The complete GeoJSON viewer application (example-07-02.html) is shown in Figure 7.5.

FIGURE 7.5: example-07-02.html (Click to view this example on its own)

  • Open example-07-02.html in the browser.
  • Try copying and pasting some of the GeoJSON examples we saw earlier (Tables 7.27.6) to test our custom GeoJSON viewer!

7.7 Ajax and the fetch API

7.7.1 What is Ajax?

In the early days of the internet, up to mid-1990s, most websites were based on complete or static HTML pages served with a static web server (Section 5.4.2). Consequently, each user action required that a complete new page was loaded from the server. In many cases, this process is very inefficient and makes a bad user experience, as the entire page contents disappear and then the new page appears, even if just part of the page needs to be updated.

Nowadays, many modern websites use a set of techniques called Asynchronous JavaScript and XML (Ajax) to partially update the contents of web pages. With Ajax, the web page can send data to, and retrieve data from, a server without interfering with the current state of the page or requiring page reload (Figure 7.6). That way, Ajax allows for web pages to change content dynamically without the need to reload the entire page. This makes the websites feel more responsive.
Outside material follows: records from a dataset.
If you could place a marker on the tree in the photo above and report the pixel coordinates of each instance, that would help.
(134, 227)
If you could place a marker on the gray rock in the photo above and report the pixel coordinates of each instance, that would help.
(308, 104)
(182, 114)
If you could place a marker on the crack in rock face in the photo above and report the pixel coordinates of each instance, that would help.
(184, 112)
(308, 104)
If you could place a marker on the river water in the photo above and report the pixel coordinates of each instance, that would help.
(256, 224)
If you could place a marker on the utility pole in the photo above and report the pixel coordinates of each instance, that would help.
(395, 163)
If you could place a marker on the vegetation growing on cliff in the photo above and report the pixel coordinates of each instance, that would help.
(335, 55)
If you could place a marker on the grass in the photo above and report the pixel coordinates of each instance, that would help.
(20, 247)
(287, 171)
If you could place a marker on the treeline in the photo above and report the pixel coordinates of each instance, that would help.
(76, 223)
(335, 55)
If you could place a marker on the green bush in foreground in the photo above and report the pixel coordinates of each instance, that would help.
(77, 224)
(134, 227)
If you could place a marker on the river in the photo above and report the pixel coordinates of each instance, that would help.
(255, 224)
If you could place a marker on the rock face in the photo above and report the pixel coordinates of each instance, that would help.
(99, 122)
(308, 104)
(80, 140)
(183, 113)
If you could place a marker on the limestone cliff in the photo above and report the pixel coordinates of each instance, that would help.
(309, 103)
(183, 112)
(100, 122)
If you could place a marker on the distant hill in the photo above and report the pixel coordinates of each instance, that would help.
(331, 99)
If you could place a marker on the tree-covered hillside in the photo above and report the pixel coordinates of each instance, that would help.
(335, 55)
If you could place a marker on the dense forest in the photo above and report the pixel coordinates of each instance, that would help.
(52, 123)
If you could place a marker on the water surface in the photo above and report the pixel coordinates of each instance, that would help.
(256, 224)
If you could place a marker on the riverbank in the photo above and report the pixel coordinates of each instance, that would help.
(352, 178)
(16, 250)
Schematic illustration of the difference between the traditional and Ajax request models\index{Asynchronous JavaScript and XML (Ajax)}

FIGURE 7.6: Schematic illustration of the difference between the traditional and Ajax request models

Ajax uses an asynchronous processing model. This means the user can do other things while the web browser is waiting for the data to load, speeding up the user experience. The term asynchronous refers to the fact that loading data via Ajax does not stop the rest of the content from being loaded. Instead, the Ajax request is being sent to the server and in the interval before the server responds the rest of the page continues to load (Figure 7.7). When the response arrives, the content is processed. This is in contrast to the regular synchronous behavior of scripts, where the browser typically stops processing the page while executing each of the expressions in the <script>.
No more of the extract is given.